Rara vez el camino hacia la victoria es una línea recta, y el choque de 6a categoría en Wimbledon 2026 fue la prueba viviente de ello. En las canchas de El Abierto, Agustín Antao Cortez tuvo que pasar por todos los estados de ánimo posibles para quedarse con un triunfo trabajadísimo frente a un peligroso Tiago Katsaounis, quien se negó a firmar la rendición en el segundo parcial y obligó a llevar la definición al límite.
La historia insinuó un trámite rápido cuando Antao Cortez saltó al terreno de juego con las luces encendidas.
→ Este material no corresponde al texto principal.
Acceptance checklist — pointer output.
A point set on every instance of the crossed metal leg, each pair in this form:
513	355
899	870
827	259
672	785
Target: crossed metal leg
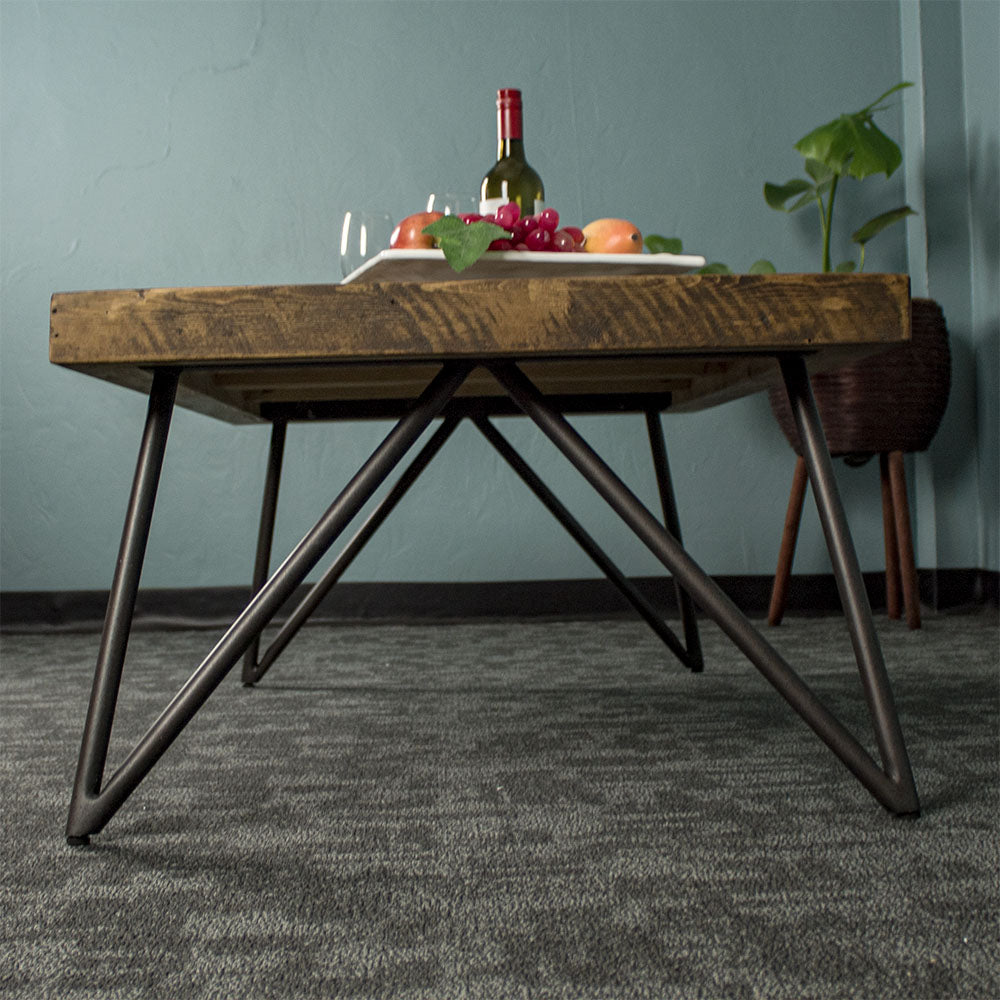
92	804
688	651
Dominando los rallies cortos, lastimando con la profundidad de su drive y aprovechando que Katsaounis tardó en entrar en calor, Agustín quebró en los momentos bisagra para adueñarse de la primera manga con un cómodo 6-2. Todo parecía controlado, pero Tiago ajustó los tornillos en el segundo chico: empezó a errar mucho menos, estiró los puntos hasta el cansancio y llevó la definición a un apretadísimo tie-break que terminó embolsando por 6-7 para encender las alarmas en el banco rival.
Con el envión emocional del lado de Katsaounis, el partido se mudó a la instancia del Súper Tie-Break, donde cualquier parpadeo se paga caro. Lejos de entrar en pánico por el set escapado, Agustín Antao Cortez reseteó la cabeza en el descanso, salió a jugar la muerte súbita con agresividad renovada y tomó una luz de ventaja desde los primeros saques. Imponiendo la potencia de sus tiros en los momentos de mayor presión y sin darle margen a su oponente para rearmar la estrategia, Antao Cortez terminó abrochando el definitivo 10-5 para celebrar el pase a la siguiente ronda tras un verdadero partidazo.